This invention relates to two new antibiotics, designated CP-54,715 and CP-54,716, which are produced by a new microbial species Catenuloplanes japonicus Huang sp. nov., strains N381-16 (ATCC 31,637) and N406-14 (ATCC 31,638). The antibiotics are active against gram-positive bacteria.
The genus Catenuloplanes appears to be related to the genera of the Actinoplanacae sensu Couch which produce such antibiotics as taitomycin, lipiarmycin, gardimycin and the like.

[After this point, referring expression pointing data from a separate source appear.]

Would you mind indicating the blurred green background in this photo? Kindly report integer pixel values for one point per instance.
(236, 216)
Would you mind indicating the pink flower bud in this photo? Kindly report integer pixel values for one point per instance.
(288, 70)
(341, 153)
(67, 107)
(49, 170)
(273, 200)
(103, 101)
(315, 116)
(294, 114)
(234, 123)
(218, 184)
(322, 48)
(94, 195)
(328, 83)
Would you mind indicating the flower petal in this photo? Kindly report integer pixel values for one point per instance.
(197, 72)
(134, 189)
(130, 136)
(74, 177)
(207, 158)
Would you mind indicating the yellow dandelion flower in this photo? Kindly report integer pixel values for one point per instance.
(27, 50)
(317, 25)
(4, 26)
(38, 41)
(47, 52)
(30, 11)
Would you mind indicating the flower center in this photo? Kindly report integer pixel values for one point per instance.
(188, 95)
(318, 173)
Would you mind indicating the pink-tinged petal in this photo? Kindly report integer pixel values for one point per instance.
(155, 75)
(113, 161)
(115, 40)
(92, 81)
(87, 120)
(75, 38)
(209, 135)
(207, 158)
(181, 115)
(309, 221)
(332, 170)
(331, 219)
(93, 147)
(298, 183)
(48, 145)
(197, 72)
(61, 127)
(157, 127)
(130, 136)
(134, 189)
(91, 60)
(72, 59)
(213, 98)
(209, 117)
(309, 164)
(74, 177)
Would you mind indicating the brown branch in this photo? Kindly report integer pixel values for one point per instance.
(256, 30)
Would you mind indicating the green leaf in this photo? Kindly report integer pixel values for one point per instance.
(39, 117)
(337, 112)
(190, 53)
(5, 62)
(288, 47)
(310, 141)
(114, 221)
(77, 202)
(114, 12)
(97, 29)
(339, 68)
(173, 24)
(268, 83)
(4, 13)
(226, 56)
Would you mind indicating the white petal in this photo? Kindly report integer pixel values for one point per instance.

It resembles genera such as Actinoplanes, Amorphosporangium and Dactylosporangium in having motile spores but contains lysine instead of meso-diaminopimelic acid in the cell wall and produces spores arranged in chains instead of enclosed in a sporangial wall.
The genera other than those of the Actinoplanaceae with motile spores have morphological features e.g. morphology and cell wall composition that differ from those of Catenuloplanes. Oerskovia shows some resemblance to the new genus in the lack of meso-DAP in the cell wall, but differs in the absence of aerial mycelium and the mode of spore formation. Kineosporia and Sporichthya are characterized by a cell wall of Type I; the former exhibits the absence of aerial mycelium and the latter the absence of substrate mycelium. Dermatophilus and Geodermatophilus have a different mode of spore formation, a different cell wall type, and do not produce aerial mycelium. Abundant aerial mycelium is produced by Streptoalloteichus and Actinosynnema, which have cell wall types different from that of Catenuloplanes. Streptoalloteichus produces subspherical to peanut shell-shaped sporangia as well as chains of spores; Actinosynnema, as the name implies, forms a synnema on which chains of spores are produced.